Category: Star Wars Episode VII: The Force Awakens (2015)
Genre: Awkward Flirting, BB-8 POV, BB-8 is tired of them, Finn's oblivious, Fluff, Humor, I hope, Idiots in Love, M/M, Mutual Pining, Pining, Poe's a mess, wow this is so original can you tell?
Language: English
Status: Completed
Published: 2017-04-20
Updated: 2017-04-20
Packaged: 2018-10-21 11:43:19
Rating: General Audiences
Warnings: Creator Chose Not To Use Archive Warnings
Chapters: 1
Words: 3,720
Publisher: archiveofourown.org
Story URL: https://archiveofourown.org/works/10684602
Author URL: https://archiveofourown.org/users/orphan_account/pseuds/shitdamnhell
Summary: BB-8 loves Friend-Poe dearly, he truly does, though as of late the droid can’t help but want to abandon his human on some Outer Rim planet until his senses comes back to him.Friend-Poe used to be charming, smooth, flirtatious, all that weird human stuff that others found so desirable in the pilot. But now? Now the entire base is cringing as they watch Friend-Poe try to flirt with Friend-Finn in the hangar.BB-8 drops his head and lets out a mournful whirr as Pilot-Jess pats his base consolingly.“It’ll get better,” she assures them all, “It has to.”





	Hot, Stop, and Roll

**Author's Note:**

> Based off this fic title ask i got on tumblr a while ago: http://wellheregoes-nothing.tumblr.com/post/157632227303/made-up-fic-title-hot-stop-and-roll
> 
> idk friends i wrote this quickly and for funsies and it made me smile so i hope you like it too
> 
> also: BB-8 is referred to as 'he' because they do that in the movie. i like to think that droids don't actually have gender like we do and/or only decide on one if they want just for shits and grins

If BB-8 was capable of sighing, he would heave a very loud and exasperated one in the hopes that it would get Friend-Poe’s attention and make the human  _ shut up for one kriffing second. _ Instead, he lets out a warbling tone to mimic the human sound, all to no avail. Friend-Poe just continues his monologue.

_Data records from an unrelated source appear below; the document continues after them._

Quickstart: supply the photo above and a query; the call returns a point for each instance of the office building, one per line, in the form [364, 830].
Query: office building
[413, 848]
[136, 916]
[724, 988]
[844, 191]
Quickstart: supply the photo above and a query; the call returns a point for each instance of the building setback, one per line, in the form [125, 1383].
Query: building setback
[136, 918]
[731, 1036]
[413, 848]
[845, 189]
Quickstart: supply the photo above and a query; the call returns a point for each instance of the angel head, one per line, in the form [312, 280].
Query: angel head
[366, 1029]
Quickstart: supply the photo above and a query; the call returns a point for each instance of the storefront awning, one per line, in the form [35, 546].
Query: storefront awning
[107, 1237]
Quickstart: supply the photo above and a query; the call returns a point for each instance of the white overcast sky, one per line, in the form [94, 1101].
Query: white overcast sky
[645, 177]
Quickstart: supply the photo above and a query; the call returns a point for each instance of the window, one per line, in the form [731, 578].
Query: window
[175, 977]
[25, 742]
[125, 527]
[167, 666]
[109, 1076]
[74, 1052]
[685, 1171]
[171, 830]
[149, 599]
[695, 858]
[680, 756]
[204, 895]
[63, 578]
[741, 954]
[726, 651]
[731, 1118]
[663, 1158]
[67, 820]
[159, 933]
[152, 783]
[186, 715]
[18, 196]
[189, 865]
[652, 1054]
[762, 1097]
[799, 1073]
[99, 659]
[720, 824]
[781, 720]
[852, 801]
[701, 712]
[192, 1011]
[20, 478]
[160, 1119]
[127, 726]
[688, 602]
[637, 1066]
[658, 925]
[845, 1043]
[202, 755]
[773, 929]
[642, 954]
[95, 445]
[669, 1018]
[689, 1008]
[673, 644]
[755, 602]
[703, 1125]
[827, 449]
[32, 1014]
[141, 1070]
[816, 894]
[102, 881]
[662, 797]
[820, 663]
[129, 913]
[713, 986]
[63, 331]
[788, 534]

“And he’s so brave, you know? Just unbelievable--”

Friend-Poe has been waxing poetic about Friend-Finn (formerly Ally-Finn, designation changed when it was made clear that Friend-Poe thought nothing but the best of the human) ever since BB-8 was able to herd him from the medbay to their quarters, determined to get his human to his bed for some much needed rest. It has been three days since the destruction of Starkiller and Friend-Finn’s admittance to the medbay, which for some reason led to the Friend-Poe spending the last three days at Friend-Finn’s side. Friend-Poe hadn’t even changed from his flight suit. 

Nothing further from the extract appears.